Costui ha indubbiamente ragione quando ravvisa la chiave di lettura del “Motu Proprio” emanato dal Papa su tale particolare celebrazione nel paragrafo conclusivo della Istruzione rivolta ai Vescovi, in cui Bergoglio stabilisce i criteri in base ai quali essi dovono concedere o rifiutare la loro approvazione.
Chi assiste alla Messa celebrata secondo il “Vetus Ordo”, afferma il Papa, deve essere accompagnato verso l’adesione al “Novus Ordo”.

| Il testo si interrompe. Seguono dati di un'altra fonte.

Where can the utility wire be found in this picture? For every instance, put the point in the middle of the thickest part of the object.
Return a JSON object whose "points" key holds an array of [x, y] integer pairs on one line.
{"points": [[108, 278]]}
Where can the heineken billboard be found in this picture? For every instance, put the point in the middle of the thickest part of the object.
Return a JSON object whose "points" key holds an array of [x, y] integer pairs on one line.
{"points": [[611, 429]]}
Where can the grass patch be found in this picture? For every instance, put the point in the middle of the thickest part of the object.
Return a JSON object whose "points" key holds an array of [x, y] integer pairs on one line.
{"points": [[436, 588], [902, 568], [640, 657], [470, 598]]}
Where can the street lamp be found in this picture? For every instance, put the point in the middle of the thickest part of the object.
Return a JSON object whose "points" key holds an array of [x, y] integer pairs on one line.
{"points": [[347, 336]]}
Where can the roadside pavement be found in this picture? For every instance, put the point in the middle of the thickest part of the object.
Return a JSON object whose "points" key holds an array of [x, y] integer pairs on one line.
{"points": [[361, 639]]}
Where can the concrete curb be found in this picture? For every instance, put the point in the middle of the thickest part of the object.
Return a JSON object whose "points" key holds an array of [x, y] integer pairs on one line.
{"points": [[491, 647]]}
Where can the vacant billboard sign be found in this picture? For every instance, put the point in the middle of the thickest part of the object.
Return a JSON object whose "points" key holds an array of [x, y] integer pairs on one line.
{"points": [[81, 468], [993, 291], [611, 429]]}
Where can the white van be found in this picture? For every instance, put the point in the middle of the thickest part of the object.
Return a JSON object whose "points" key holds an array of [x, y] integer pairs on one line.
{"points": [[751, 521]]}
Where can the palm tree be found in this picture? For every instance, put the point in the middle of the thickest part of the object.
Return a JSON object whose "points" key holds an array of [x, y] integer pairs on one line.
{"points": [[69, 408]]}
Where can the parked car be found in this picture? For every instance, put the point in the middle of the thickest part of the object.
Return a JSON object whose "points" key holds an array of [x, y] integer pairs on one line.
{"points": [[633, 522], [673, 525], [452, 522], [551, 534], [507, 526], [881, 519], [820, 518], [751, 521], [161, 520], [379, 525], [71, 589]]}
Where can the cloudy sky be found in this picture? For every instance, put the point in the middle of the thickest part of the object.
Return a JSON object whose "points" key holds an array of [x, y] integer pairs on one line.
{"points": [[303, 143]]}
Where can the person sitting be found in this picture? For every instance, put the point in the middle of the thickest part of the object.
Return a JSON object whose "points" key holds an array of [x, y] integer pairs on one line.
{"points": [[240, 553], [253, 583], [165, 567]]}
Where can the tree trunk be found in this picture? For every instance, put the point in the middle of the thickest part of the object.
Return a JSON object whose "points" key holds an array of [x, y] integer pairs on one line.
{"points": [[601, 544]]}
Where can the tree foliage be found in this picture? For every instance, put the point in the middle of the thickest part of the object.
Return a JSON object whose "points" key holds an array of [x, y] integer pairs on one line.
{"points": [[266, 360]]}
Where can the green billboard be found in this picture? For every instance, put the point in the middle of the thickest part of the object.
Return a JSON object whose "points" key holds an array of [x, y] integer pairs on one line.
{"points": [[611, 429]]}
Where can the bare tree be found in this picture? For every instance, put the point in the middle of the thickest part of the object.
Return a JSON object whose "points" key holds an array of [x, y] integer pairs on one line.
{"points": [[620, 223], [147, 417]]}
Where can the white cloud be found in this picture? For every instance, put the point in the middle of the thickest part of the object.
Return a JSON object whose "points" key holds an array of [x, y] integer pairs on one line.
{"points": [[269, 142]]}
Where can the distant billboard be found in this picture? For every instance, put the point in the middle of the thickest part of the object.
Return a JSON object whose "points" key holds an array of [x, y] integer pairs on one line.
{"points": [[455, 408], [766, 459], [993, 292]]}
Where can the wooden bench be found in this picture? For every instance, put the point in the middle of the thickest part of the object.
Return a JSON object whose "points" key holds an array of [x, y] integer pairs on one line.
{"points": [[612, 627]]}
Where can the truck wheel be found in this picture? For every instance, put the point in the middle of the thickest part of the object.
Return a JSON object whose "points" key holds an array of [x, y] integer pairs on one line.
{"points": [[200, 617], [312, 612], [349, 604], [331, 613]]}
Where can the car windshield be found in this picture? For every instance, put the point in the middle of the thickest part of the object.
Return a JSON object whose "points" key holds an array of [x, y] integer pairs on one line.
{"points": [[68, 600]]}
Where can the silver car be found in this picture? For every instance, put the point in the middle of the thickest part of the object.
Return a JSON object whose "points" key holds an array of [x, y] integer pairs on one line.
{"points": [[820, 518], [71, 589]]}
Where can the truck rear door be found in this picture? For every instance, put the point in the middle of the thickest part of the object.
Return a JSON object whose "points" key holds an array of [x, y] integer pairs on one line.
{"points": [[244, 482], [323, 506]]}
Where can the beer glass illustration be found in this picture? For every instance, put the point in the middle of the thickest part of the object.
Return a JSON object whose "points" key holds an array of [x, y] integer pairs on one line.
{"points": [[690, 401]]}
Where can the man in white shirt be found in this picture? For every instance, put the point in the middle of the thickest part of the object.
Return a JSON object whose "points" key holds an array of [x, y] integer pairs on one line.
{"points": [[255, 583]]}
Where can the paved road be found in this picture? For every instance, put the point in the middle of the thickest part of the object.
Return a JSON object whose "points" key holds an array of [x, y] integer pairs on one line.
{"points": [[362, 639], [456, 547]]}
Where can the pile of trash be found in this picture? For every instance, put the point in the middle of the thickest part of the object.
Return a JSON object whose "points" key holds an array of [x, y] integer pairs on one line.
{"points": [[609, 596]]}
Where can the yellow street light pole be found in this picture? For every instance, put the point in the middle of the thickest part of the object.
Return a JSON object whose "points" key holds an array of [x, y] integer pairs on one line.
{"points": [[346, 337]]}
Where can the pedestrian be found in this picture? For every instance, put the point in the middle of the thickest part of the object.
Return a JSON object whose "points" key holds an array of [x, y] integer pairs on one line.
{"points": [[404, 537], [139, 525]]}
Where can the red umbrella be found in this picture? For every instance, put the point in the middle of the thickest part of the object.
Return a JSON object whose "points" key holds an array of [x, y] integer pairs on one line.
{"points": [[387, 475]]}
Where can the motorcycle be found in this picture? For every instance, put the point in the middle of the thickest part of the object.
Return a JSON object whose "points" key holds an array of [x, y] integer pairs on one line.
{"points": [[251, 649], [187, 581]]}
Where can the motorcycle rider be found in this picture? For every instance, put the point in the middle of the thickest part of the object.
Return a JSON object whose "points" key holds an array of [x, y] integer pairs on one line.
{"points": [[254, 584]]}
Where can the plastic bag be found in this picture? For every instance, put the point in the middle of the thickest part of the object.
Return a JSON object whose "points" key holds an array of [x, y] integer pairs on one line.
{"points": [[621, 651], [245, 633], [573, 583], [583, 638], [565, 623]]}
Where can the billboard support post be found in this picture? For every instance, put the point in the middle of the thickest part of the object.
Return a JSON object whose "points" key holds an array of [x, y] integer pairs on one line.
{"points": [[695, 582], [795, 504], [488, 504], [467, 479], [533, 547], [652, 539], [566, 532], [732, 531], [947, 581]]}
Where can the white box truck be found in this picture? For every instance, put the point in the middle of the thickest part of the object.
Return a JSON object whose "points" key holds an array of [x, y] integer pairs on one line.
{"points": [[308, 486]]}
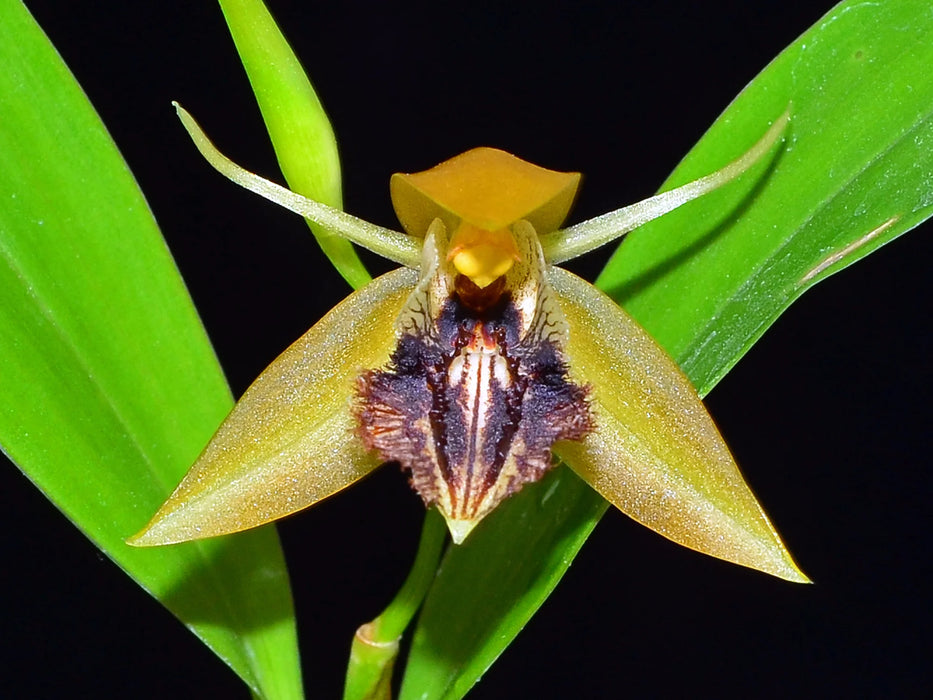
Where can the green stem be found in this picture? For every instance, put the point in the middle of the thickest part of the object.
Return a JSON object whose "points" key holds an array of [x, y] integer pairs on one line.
{"points": [[375, 644]]}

La sopravvivenza di questa particolare liturgia non è dunque destinata a preservarsi, bensì auspicabilmente a terminare.
L’obiettivo verso cui si deve tendere consiste infatti nell’unità della Chiesa, fondata sull’osservanza della celebrazione in lingua “volgare”.

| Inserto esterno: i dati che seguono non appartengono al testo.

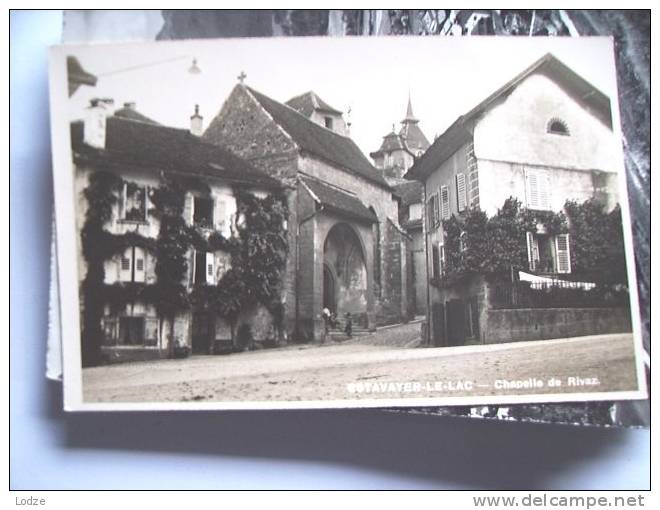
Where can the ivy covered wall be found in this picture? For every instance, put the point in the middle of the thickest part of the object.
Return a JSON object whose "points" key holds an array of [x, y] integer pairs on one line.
{"points": [[257, 247], [495, 246]]}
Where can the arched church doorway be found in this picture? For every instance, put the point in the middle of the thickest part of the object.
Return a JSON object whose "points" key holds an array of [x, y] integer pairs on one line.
{"points": [[346, 270], [329, 300]]}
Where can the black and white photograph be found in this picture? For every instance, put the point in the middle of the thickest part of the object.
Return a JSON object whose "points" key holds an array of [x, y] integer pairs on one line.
{"points": [[342, 222]]}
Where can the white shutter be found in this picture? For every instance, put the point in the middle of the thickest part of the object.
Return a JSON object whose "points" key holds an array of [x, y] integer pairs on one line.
{"points": [[545, 190], [442, 259], [532, 189], [210, 268], [461, 192], [220, 216], [531, 251], [193, 267], [122, 205], [562, 246], [150, 331], [444, 201], [126, 265], [146, 204], [189, 209], [140, 262]]}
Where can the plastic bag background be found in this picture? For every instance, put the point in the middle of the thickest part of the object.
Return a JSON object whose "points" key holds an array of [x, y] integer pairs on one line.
{"points": [[631, 33]]}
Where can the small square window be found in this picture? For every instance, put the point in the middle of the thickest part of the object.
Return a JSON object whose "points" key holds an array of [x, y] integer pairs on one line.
{"points": [[203, 215]]}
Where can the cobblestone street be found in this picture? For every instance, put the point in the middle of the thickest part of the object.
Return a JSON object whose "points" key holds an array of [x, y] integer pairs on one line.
{"points": [[371, 367]]}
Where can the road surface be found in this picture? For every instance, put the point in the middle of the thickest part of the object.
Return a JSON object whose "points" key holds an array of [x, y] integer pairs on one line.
{"points": [[363, 370]]}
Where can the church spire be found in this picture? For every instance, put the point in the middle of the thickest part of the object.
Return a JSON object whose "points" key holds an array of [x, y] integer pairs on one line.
{"points": [[410, 116]]}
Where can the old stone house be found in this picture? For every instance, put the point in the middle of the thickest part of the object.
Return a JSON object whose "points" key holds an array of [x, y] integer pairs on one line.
{"points": [[543, 138], [121, 160], [395, 156], [346, 246]]}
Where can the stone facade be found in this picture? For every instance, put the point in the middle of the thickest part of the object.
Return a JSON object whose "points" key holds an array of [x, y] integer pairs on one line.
{"points": [[247, 129], [537, 142]]}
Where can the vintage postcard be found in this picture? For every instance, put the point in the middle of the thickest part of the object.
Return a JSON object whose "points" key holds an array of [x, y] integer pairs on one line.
{"points": [[288, 223]]}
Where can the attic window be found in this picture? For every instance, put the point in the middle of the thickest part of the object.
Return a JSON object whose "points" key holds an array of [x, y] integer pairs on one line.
{"points": [[558, 127]]}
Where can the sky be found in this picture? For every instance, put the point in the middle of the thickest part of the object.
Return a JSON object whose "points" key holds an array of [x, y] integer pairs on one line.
{"points": [[372, 76]]}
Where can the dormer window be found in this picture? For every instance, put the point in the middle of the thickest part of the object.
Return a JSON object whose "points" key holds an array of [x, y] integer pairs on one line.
{"points": [[558, 127], [134, 203], [203, 212]]}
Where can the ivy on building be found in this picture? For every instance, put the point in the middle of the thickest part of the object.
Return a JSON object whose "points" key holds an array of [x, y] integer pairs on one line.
{"points": [[497, 247], [257, 247]]}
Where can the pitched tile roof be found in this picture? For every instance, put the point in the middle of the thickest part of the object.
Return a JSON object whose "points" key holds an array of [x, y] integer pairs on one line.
{"points": [[129, 112], [319, 141], [306, 103], [460, 131], [338, 200], [168, 149], [391, 142]]}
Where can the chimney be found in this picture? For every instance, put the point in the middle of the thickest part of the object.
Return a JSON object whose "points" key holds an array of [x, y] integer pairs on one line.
{"points": [[196, 122], [95, 119]]}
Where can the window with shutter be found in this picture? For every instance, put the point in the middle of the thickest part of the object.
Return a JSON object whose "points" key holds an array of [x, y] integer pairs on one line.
{"points": [[134, 202], [220, 215], [126, 266], [203, 212], [210, 271], [189, 209], [139, 263], [444, 202], [200, 270], [461, 192], [151, 331], [537, 188], [532, 251], [442, 259], [562, 245]]}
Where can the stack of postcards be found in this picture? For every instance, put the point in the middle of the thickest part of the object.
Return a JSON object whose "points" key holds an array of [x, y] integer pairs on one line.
{"points": [[420, 224]]}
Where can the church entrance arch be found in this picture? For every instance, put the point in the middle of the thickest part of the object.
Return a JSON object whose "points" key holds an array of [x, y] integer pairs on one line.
{"points": [[329, 300], [345, 272]]}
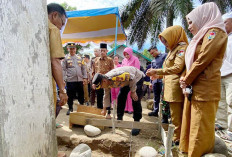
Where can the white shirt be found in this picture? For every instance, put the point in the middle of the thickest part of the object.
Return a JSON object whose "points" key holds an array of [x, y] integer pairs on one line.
{"points": [[226, 68]]}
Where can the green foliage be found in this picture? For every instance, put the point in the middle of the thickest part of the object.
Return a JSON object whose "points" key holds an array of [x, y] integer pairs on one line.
{"points": [[79, 48], [223, 5], [67, 7]]}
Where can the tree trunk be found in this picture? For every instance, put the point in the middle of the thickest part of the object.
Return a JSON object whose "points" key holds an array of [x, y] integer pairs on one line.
{"points": [[169, 20], [27, 123]]}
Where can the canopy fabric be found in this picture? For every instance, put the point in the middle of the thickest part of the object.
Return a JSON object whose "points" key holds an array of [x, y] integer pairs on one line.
{"points": [[96, 25]]}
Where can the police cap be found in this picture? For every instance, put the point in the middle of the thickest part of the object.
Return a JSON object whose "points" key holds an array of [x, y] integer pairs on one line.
{"points": [[71, 45]]}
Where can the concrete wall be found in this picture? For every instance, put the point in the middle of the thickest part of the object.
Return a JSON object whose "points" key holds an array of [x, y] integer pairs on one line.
{"points": [[27, 126]]}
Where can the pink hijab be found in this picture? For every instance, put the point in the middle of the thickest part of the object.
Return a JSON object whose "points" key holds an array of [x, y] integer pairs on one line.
{"points": [[132, 61], [205, 16]]}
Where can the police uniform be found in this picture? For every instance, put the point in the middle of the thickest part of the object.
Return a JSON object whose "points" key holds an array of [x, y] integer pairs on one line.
{"points": [[74, 72], [56, 51], [197, 131], [102, 66], [128, 78]]}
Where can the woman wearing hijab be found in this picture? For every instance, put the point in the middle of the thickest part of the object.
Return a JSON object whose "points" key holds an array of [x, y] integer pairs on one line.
{"points": [[115, 91], [203, 59], [175, 39], [129, 60]]}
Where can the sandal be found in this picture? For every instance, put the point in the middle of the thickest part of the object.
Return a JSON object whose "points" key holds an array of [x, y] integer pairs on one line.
{"points": [[218, 127]]}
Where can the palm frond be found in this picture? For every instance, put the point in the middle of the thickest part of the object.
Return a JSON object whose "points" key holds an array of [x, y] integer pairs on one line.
{"points": [[183, 7], [129, 12], [223, 5]]}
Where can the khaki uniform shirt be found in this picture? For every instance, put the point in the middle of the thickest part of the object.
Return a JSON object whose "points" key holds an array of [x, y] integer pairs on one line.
{"points": [[74, 69], [204, 74], [173, 67], [56, 49]]}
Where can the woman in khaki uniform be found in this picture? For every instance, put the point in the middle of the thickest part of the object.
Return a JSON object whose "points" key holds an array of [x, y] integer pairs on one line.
{"points": [[175, 39], [203, 60]]}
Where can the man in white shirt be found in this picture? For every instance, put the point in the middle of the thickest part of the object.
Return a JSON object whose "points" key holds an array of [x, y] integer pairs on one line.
{"points": [[224, 112]]}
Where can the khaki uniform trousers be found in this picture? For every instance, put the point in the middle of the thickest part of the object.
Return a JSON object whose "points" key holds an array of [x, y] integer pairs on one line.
{"points": [[197, 130], [176, 109], [225, 104]]}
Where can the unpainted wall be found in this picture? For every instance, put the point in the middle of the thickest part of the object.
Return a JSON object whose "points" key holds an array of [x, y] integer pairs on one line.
{"points": [[27, 125]]}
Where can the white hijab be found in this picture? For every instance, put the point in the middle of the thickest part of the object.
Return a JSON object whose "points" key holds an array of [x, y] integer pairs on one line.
{"points": [[205, 16]]}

E’ come se i Cattolici dicessero ai Protestanti – ovvero i Protestanti dicessero ai Cattolici - che possono continuare a svolgere i propri riti particolari, ma soltanto in funzione ed in preparazione di un loro ingresso nell’altra Chiesa.
Risulta chiaro che una simile prospettiva verrebbe rifiutata.

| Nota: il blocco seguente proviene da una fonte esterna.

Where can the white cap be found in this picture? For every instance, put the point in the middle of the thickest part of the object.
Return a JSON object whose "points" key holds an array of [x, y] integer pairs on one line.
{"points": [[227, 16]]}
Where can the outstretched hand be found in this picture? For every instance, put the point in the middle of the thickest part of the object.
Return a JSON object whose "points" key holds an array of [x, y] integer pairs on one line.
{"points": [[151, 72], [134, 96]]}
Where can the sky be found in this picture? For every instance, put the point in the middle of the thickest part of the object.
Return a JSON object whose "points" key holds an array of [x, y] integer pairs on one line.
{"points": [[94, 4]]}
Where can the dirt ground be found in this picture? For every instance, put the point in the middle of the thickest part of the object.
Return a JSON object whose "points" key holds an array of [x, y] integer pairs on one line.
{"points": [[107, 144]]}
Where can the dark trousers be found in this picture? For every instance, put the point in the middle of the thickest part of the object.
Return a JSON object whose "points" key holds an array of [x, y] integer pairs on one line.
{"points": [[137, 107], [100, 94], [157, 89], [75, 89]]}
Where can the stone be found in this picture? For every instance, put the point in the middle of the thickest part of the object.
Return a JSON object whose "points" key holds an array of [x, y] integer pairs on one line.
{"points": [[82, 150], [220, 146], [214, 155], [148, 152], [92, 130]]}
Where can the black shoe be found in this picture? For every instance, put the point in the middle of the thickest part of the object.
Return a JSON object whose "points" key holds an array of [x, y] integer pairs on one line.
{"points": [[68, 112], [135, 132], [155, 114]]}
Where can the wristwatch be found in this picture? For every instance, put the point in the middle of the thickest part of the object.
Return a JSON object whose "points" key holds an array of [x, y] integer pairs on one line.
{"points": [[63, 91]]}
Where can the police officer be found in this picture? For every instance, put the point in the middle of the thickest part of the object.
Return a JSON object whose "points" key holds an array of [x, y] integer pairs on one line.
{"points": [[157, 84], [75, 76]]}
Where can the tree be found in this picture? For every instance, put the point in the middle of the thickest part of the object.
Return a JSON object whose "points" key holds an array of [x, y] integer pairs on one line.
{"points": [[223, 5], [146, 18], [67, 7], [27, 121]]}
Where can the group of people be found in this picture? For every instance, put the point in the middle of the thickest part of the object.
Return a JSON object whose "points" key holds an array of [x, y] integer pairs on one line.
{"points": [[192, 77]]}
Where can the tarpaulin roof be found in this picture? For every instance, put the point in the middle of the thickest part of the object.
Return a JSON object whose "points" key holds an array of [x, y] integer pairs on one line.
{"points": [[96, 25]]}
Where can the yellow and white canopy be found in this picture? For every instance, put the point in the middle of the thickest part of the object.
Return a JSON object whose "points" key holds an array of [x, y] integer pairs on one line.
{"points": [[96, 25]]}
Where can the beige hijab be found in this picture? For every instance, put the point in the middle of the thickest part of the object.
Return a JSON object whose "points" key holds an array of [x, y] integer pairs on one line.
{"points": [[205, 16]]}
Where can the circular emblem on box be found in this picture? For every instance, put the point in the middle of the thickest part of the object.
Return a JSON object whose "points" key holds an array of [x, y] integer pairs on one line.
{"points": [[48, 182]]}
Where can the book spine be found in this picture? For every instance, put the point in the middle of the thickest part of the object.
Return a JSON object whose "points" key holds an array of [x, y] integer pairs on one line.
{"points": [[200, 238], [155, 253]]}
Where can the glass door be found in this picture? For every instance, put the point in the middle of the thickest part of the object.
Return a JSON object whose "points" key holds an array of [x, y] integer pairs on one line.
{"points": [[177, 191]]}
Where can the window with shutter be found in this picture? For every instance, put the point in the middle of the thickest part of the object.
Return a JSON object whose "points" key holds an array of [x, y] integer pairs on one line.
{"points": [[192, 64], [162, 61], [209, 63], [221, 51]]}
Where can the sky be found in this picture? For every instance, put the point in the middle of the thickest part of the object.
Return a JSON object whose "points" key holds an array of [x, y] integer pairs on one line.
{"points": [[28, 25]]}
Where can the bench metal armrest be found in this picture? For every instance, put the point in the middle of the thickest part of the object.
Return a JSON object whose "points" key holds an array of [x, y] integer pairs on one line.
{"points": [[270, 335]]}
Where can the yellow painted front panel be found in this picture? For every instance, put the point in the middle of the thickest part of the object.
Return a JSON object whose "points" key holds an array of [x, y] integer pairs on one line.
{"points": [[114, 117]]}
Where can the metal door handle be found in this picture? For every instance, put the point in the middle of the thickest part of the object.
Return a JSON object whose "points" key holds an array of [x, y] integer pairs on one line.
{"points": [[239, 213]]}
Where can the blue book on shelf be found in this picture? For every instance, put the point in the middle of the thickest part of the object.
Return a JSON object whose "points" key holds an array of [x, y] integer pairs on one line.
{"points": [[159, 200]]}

Certamente, quando la celebrazione della Messa secondo il “Vetus Ordo” sottende – come avviene in molti casi – un rifiuto del Magistero elaborato dalla Chiesa a partire dal Concilio, ci si trova dinnanzi ad una forma di dissidenza, o addirittura dinnanzi alla preparazione di uno scisma.
Se però vi sono dei credenti che scelgono il “vetus ordo” senza per questo coltivare alcun disegno di divisione della Chiesa, essi verrebbero colpiti dalla cessazione forzata di tale pratica come da una sanzione collettiva, che risulta sempre ingiusta.
Occorre infatti ricordare come nei riti religiosi si esprima sempre una identità condivisa.
Che non deve in alcun caso essere coartata, in quanto si tratta di un diritto fondamentale dei popoli.
Noi abbiamo sempre aderito con piena convinzione alla Chiesa di Bergoglio proprio in quanto essa si è posta al servizio di questa causa.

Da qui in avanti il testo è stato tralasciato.